Code for testing and evaluating the Stäckel approximation method for estimating orbit parameters in galactic potentials, as described in Mackereth & Bovy (2018, in prep). The method itself is implemented in galpy; see galpy's documentation for instructions on how to use it.
While action-angle variables are now an essential tool in Galactic dynamics, orbital parameters such as eccentricity and maximum vertical excursion are still useful tools for understanding the dynamics and evolution of the Galaxy. The computation of these parameters for galactic potentials has usually required computationally expensive orbit integration. Here, we demonstrate and test a new method for their estimation using the Stäckel approximation. The method relies on the approximation of the Galactic potential as a Stäckel potential, in a prolate confocal coordinate system, under which the vertical and horizontal motions decouple. By solving the Hamilton Jacobi equations at the turning points of the horizontal and vertical motions, it is possible to determine the spatial boundary of the orbit, and hence calculate the desired orbit parameters.
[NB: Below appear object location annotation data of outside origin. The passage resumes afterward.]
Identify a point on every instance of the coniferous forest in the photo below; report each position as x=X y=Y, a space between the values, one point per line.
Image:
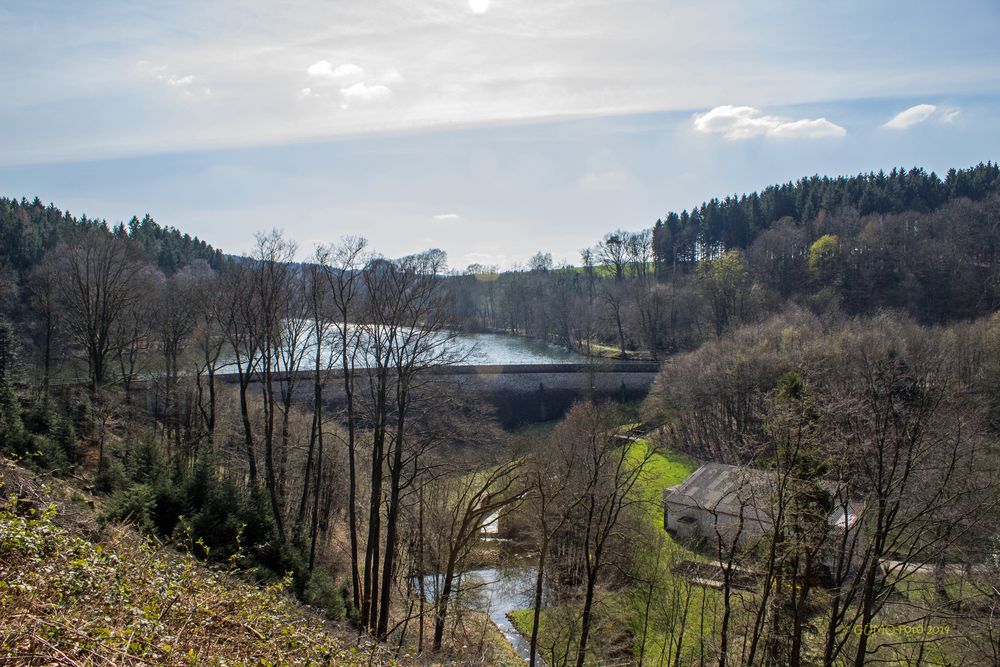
x=281 y=438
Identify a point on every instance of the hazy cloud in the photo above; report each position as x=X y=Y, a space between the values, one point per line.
x=163 y=74
x=921 y=113
x=738 y=123
x=364 y=92
x=610 y=180
x=324 y=69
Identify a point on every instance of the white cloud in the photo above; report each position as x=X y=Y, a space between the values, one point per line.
x=739 y=123
x=163 y=74
x=921 y=113
x=363 y=92
x=180 y=80
x=324 y=69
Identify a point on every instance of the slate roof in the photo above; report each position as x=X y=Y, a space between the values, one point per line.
x=721 y=488
x=724 y=489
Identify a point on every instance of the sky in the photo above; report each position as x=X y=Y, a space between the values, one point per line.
x=492 y=129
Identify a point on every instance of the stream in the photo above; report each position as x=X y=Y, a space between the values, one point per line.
x=496 y=592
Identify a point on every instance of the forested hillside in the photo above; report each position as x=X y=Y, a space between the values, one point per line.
x=836 y=337
x=30 y=229
x=905 y=240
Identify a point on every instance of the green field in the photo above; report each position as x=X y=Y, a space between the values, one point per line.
x=655 y=553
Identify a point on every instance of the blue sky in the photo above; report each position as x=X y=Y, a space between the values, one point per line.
x=489 y=128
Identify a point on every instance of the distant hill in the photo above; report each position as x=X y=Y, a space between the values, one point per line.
x=706 y=231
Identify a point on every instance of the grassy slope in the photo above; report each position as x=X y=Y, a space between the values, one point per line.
x=68 y=600
x=627 y=608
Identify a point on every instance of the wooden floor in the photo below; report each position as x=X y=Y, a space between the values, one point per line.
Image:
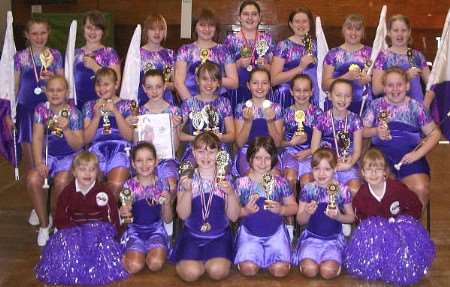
x=19 y=252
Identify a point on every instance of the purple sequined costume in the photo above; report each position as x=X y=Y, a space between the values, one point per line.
x=341 y=60
x=166 y=167
x=190 y=54
x=84 y=77
x=192 y=243
x=109 y=148
x=262 y=237
x=259 y=128
x=147 y=230
x=387 y=59
x=324 y=125
x=161 y=60
x=27 y=100
x=288 y=160
x=292 y=53
x=405 y=122
x=322 y=240
x=235 y=43
x=60 y=154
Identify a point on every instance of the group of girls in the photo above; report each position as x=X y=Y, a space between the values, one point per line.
x=265 y=98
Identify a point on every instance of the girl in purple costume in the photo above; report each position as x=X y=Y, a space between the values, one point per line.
x=320 y=246
x=106 y=130
x=145 y=240
x=333 y=125
x=262 y=239
x=291 y=58
x=400 y=136
x=256 y=117
x=350 y=61
x=31 y=78
x=154 y=88
x=156 y=57
x=390 y=244
x=83 y=251
x=209 y=79
x=399 y=54
x=242 y=48
x=92 y=57
x=206 y=206
x=63 y=139
x=190 y=56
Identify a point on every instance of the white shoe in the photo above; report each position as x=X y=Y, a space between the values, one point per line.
x=346 y=229
x=33 y=219
x=43 y=236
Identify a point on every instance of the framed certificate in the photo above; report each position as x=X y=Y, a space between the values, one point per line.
x=157 y=129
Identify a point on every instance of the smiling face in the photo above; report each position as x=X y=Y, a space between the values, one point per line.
x=37 y=34
x=300 y=24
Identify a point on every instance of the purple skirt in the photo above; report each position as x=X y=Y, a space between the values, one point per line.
x=87 y=254
x=263 y=251
x=397 y=251
x=192 y=247
x=144 y=238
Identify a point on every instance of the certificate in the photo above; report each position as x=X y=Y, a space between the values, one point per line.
x=157 y=129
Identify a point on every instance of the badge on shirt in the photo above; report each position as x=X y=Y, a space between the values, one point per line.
x=101 y=199
x=395 y=208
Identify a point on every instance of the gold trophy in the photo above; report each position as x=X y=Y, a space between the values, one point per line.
x=299 y=118
x=134 y=111
x=268 y=182
x=383 y=118
x=222 y=159
x=126 y=198
x=332 y=190
x=46 y=58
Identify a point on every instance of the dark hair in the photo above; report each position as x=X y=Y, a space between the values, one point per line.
x=212 y=69
x=256 y=70
x=153 y=73
x=324 y=154
x=308 y=13
x=301 y=77
x=105 y=72
x=140 y=146
x=207 y=15
x=96 y=18
x=341 y=81
x=266 y=143
x=208 y=139
x=403 y=19
x=248 y=3
x=395 y=70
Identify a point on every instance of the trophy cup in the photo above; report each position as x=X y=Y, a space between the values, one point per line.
x=46 y=58
x=343 y=140
x=268 y=182
x=186 y=169
x=222 y=159
x=332 y=190
x=261 y=48
x=383 y=118
x=299 y=118
x=126 y=198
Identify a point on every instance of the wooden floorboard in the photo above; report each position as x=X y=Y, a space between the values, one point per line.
x=19 y=252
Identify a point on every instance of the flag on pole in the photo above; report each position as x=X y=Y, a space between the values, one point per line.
x=131 y=71
x=69 y=69
x=439 y=80
x=7 y=91
x=322 y=50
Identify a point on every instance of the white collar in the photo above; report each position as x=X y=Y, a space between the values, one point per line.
x=380 y=197
x=81 y=190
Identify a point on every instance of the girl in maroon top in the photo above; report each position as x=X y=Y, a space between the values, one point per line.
x=84 y=250
x=389 y=244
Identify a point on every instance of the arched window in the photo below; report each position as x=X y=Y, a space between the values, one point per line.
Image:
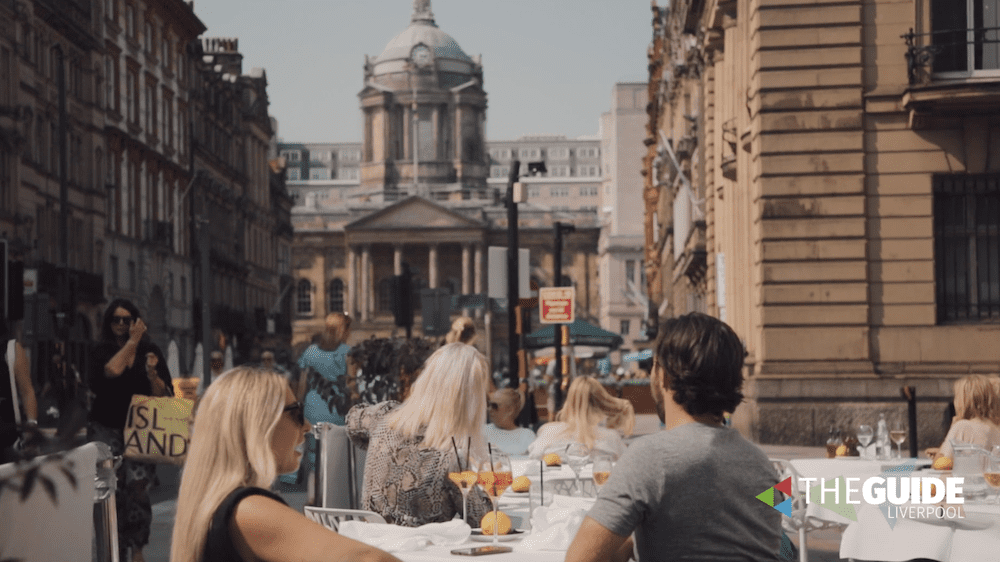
x=385 y=295
x=303 y=297
x=335 y=296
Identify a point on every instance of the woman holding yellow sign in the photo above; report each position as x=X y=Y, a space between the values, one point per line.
x=126 y=363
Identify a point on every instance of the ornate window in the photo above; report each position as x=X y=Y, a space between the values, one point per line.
x=335 y=296
x=967 y=247
x=966 y=35
x=303 y=297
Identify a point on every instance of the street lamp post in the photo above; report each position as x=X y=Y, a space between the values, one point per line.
x=512 y=276
x=557 y=329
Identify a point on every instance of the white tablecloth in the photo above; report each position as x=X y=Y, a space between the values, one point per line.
x=39 y=529
x=871 y=538
x=517 y=507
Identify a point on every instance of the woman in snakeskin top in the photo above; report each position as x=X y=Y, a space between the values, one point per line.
x=410 y=445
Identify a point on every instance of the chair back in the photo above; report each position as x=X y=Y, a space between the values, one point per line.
x=339 y=468
x=332 y=517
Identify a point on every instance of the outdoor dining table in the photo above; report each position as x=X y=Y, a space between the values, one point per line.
x=846 y=467
x=515 y=505
x=976 y=538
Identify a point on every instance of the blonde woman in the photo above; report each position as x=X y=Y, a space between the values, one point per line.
x=410 y=445
x=503 y=432
x=248 y=429
x=977 y=415
x=463 y=330
x=587 y=407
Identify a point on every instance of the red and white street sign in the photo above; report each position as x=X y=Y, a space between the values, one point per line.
x=556 y=305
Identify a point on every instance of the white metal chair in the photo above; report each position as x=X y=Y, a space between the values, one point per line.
x=800 y=521
x=331 y=517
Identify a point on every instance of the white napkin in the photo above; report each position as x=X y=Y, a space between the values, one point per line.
x=394 y=538
x=554 y=526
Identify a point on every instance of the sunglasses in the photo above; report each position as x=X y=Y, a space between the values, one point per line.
x=298 y=412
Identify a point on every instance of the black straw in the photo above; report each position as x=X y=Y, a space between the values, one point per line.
x=541 y=472
x=458 y=458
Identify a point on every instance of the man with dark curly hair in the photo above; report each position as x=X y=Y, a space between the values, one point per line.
x=687 y=492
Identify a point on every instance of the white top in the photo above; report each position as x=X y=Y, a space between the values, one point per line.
x=980 y=432
x=511 y=441
x=554 y=434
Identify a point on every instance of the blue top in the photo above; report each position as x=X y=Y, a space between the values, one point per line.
x=332 y=366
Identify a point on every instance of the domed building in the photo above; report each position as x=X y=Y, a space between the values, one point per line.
x=425 y=191
x=424 y=117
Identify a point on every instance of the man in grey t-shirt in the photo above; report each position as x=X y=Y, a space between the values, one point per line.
x=689 y=491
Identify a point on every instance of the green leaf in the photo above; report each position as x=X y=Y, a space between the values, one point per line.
x=28 y=484
x=50 y=488
x=69 y=475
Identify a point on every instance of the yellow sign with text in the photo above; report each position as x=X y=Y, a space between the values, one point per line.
x=157 y=429
x=555 y=305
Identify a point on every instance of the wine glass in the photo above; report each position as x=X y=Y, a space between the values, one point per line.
x=898 y=435
x=865 y=435
x=465 y=480
x=495 y=476
x=602 y=470
x=576 y=456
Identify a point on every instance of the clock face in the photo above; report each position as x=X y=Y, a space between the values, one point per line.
x=421 y=55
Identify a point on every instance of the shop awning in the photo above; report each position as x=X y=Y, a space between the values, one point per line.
x=580 y=333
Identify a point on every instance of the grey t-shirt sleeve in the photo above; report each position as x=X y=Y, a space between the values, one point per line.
x=629 y=494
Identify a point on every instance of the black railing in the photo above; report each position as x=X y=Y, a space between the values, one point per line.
x=948 y=51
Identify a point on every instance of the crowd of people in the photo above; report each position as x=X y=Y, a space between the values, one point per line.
x=252 y=423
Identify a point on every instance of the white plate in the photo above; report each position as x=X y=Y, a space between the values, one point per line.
x=478 y=536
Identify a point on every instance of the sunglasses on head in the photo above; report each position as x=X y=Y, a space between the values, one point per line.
x=298 y=412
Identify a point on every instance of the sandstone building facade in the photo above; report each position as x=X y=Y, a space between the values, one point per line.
x=825 y=176
x=140 y=150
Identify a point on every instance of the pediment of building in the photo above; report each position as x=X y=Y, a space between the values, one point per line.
x=413 y=213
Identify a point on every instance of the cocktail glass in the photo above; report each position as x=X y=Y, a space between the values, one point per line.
x=576 y=456
x=865 y=435
x=495 y=477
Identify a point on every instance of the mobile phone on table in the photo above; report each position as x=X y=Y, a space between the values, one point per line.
x=481 y=550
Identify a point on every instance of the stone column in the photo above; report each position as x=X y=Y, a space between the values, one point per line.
x=352 y=279
x=365 y=280
x=477 y=274
x=432 y=266
x=466 y=284
x=435 y=116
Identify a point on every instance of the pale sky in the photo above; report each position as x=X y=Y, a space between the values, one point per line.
x=548 y=65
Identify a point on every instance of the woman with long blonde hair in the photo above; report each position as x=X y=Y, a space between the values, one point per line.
x=248 y=428
x=977 y=415
x=412 y=446
x=590 y=416
x=463 y=330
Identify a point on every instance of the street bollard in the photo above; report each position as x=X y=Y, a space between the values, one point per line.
x=105 y=512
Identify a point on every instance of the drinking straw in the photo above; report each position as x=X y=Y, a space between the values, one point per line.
x=458 y=458
x=541 y=472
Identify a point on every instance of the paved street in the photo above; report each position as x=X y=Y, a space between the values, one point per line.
x=823 y=546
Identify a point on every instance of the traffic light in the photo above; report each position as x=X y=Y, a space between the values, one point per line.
x=402 y=298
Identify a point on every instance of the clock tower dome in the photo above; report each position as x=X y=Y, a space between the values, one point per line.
x=424 y=111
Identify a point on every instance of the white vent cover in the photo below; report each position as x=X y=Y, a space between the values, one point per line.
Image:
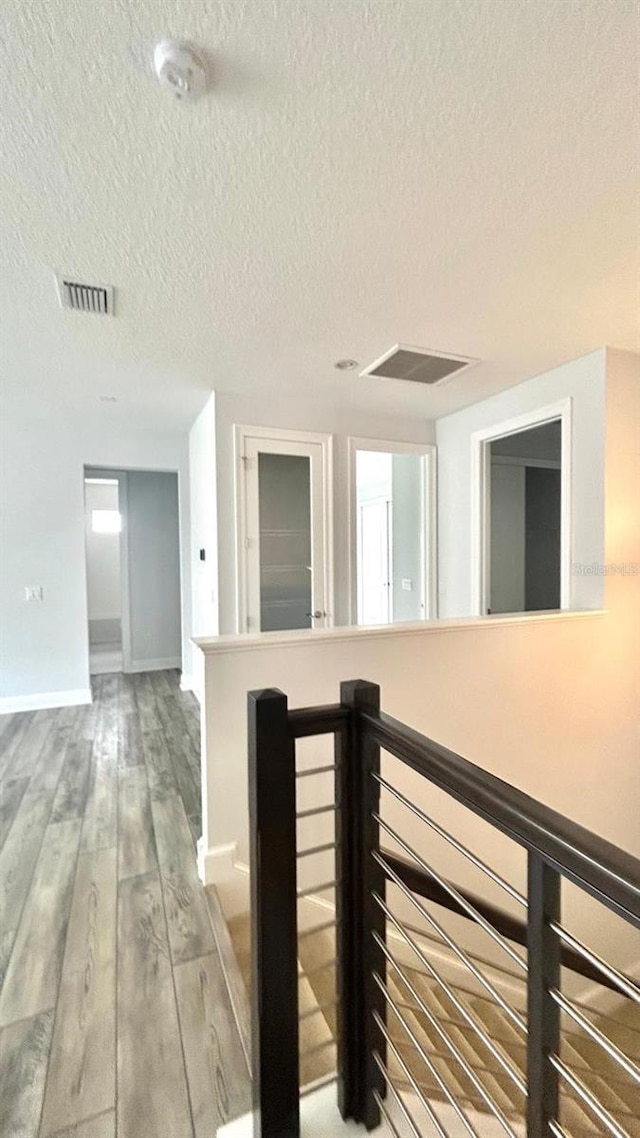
x=418 y=365
x=95 y=298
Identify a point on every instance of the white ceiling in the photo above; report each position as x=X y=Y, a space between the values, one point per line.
x=458 y=174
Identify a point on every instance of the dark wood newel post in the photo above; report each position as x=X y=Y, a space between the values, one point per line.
x=543 y=1013
x=359 y=915
x=275 y=1007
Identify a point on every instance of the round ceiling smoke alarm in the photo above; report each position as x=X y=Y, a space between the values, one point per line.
x=179 y=69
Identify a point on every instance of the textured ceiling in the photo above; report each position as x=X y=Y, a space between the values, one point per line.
x=458 y=174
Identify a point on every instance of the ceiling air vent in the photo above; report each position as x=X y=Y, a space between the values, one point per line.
x=96 y=298
x=417 y=365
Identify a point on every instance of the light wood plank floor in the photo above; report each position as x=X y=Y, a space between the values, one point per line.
x=114 y=1015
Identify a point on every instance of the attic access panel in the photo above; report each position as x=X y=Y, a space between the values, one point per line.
x=417 y=365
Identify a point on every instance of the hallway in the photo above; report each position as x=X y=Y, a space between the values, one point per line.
x=114 y=1014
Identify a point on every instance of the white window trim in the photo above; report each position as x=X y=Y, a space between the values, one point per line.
x=481 y=440
x=428 y=585
x=279 y=435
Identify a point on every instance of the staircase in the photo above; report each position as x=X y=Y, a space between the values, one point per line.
x=318 y=1027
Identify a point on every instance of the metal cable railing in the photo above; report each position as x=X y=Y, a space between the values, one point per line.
x=490 y=1044
x=452 y=841
x=459 y=953
x=462 y=1042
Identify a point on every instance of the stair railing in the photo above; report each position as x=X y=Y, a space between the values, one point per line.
x=557 y=850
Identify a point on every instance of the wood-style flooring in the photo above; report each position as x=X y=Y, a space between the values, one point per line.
x=115 y=1021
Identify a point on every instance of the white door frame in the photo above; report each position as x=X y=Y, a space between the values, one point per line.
x=388 y=519
x=280 y=436
x=481 y=485
x=428 y=583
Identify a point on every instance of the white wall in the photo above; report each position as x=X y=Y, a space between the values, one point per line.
x=304 y=413
x=204 y=521
x=582 y=380
x=549 y=703
x=153 y=544
x=44 y=451
x=104 y=598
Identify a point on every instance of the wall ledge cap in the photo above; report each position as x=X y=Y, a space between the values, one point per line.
x=252 y=642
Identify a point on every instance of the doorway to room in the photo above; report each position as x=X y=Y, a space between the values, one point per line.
x=392 y=529
x=523 y=476
x=132 y=542
x=285 y=558
x=103 y=529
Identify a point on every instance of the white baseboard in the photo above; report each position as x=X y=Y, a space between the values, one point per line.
x=160 y=665
x=188 y=684
x=39 y=701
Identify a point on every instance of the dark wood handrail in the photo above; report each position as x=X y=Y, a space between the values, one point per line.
x=604 y=871
x=423 y=883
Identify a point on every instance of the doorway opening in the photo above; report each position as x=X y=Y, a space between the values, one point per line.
x=524 y=517
x=285 y=559
x=103 y=528
x=132 y=543
x=392 y=532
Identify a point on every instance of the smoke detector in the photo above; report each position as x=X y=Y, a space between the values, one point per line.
x=418 y=365
x=180 y=69
x=95 y=298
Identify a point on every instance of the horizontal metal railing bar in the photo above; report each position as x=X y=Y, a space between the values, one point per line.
x=316 y=849
x=597 y=1036
x=477 y=957
x=317 y=809
x=319 y=1047
x=316 y=889
x=604 y=871
x=588 y=1098
x=316 y=770
x=386 y=1115
x=516 y=1019
x=558 y=1130
x=431 y=1068
x=456 y=1053
x=398 y=1097
x=567 y=1037
x=453 y=841
x=320 y=928
x=405 y=1005
x=425 y=1103
x=317 y=1009
x=617 y=979
x=472 y=910
x=513 y=1072
x=427 y=883
x=320 y=720
x=602 y=1015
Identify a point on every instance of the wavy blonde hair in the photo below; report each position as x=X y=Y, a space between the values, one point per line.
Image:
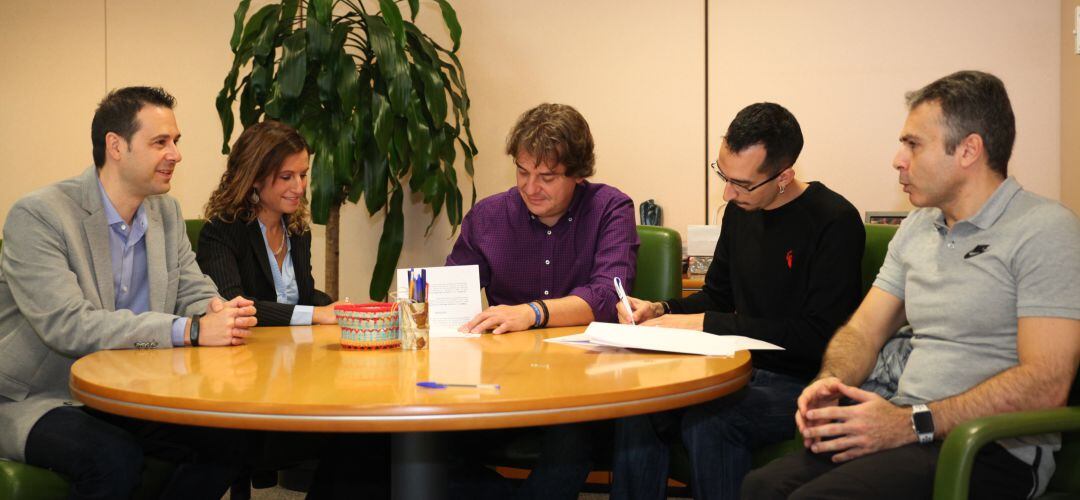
x=257 y=154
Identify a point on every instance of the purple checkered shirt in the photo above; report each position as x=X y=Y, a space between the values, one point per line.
x=521 y=259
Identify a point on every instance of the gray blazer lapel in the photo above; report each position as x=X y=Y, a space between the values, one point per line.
x=98 y=241
x=96 y=230
x=157 y=269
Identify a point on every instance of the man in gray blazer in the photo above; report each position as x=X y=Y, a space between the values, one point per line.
x=103 y=261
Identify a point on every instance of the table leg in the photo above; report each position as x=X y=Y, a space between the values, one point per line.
x=417 y=465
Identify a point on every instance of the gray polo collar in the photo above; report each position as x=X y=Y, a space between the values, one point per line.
x=991 y=210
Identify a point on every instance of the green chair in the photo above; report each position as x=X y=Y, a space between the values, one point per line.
x=659 y=264
x=958 y=451
x=19 y=481
x=878 y=237
x=194 y=227
x=659 y=276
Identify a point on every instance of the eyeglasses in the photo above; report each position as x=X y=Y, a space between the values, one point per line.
x=738 y=185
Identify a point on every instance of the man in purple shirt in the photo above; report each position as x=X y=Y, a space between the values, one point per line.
x=549 y=248
x=548 y=252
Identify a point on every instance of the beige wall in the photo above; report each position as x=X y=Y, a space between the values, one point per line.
x=1070 y=109
x=842 y=68
x=634 y=68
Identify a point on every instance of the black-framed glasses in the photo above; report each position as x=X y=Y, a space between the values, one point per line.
x=739 y=186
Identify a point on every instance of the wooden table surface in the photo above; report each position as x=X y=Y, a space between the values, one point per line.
x=300 y=379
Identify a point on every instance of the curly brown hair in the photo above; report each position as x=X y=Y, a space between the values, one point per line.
x=556 y=133
x=257 y=154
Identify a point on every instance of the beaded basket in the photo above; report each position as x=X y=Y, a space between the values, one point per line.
x=368 y=325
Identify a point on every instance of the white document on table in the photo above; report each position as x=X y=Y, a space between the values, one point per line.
x=656 y=338
x=453 y=297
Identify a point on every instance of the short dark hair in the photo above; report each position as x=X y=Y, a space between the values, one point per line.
x=973 y=103
x=771 y=125
x=117 y=113
x=556 y=133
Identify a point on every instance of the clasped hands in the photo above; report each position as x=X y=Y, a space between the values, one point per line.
x=871 y=424
x=227 y=323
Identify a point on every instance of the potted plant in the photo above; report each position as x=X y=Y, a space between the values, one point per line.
x=380 y=102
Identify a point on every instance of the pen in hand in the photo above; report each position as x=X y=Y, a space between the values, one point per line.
x=625 y=300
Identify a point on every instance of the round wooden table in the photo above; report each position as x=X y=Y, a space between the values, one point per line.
x=300 y=379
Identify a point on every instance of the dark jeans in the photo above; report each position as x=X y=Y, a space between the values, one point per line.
x=102 y=455
x=719 y=435
x=906 y=472
x=566 y=458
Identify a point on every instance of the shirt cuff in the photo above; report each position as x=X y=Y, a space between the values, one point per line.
x=179 y=326
x=301 y=315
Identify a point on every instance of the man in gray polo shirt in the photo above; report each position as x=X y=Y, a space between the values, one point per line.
x=986 y=275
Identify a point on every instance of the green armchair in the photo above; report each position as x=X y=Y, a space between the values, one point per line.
x=19 y=481
x=659 y=264
x=194 y=227
x=959 y=449
x=878 y=237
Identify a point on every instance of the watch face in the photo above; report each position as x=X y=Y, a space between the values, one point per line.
x=923 y=422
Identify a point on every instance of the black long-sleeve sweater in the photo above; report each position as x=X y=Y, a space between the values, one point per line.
x=790 y=275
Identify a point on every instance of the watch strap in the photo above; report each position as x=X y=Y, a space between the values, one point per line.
x=193 y=329
x=922 y=423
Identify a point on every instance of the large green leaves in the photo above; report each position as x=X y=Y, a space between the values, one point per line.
x=390 y=243
x=382 y=105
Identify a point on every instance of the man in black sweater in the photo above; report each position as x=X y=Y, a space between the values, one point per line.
x=786 y=270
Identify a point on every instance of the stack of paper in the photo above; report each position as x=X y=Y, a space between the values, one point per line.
x=655 y=338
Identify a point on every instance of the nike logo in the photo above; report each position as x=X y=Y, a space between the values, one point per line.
x=977 y=249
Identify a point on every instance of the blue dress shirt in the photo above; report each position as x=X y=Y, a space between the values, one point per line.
x=284 y=280
x=131 y=282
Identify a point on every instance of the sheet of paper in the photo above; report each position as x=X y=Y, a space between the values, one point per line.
x=449 y=333
x=453 y=297
x=581 y=341
x=672 y=339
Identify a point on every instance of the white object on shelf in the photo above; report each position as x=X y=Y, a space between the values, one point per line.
x=702 y=240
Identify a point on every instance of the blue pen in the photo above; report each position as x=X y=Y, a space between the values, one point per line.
x=622 y=297
x=431 y=384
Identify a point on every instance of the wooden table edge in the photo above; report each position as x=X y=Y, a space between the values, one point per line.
x=413 y=422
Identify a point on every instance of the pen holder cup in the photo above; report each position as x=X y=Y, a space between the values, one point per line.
x=368 y=325
x=414 y=321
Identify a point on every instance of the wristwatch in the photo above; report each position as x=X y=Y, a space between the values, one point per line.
x=922 y=422
x=193 y=329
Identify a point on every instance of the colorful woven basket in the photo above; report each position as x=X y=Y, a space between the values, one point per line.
x=368 y=325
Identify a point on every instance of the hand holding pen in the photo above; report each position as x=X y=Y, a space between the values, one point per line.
x=624 y=300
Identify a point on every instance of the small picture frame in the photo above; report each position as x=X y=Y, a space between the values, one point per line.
x=889 y=217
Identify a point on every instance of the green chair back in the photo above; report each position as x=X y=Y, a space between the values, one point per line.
x=1067 y=460
x=19 y=481
x=194 y=227
x=878 y=237
x=659 y=264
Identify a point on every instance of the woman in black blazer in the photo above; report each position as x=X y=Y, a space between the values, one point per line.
x=256 y=241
This repo includes all the code to generate the plots and tests in the paper, as well as some extra explorations into the method and its application to observational data. Running the code requires the usual scipy
ecosystem packages, astropy
, Jo Bovy's gaia_tools
and a full installation (including the C extensions) of galpy
.
orbit_helper.py - definition of helper functions which are used in the evaluation of the method. Includes functions for quickly initialising a grid of orbits in energy and angular momentum space, and performing an integration vs estimation comparison for a given orbit.
mcmillan.py - defines the use of galpy
's Self Consistent Field (SCF) method implementation to generate an approximation of the McMillan (2017) Milky Way potential, which is used in the paper as a more complex alternative to galpy
's MWPotential2014
. This file uses the subclasses of SCFPotential
and DiskSCFPotential
in SCF_derivs.py which add the numerically computed second derivatives to these potentials.
orbit-estimation.ipynb - the main notebook used to generate the plots included in the paper, and perform further exploration of the method.
McMillan_pot_tests.ipynb - tests of the implementation of the McMillan (2017) Milky Way potential, and comparisons with orbit integration and parameter estimation in MWPotential2014
.
dierickx_eccentricities.py - code that estimates and plots the eccentricity distribution as measured by Dierickx et al. (2010). Use the script get_dierickx.py to download the necessary data.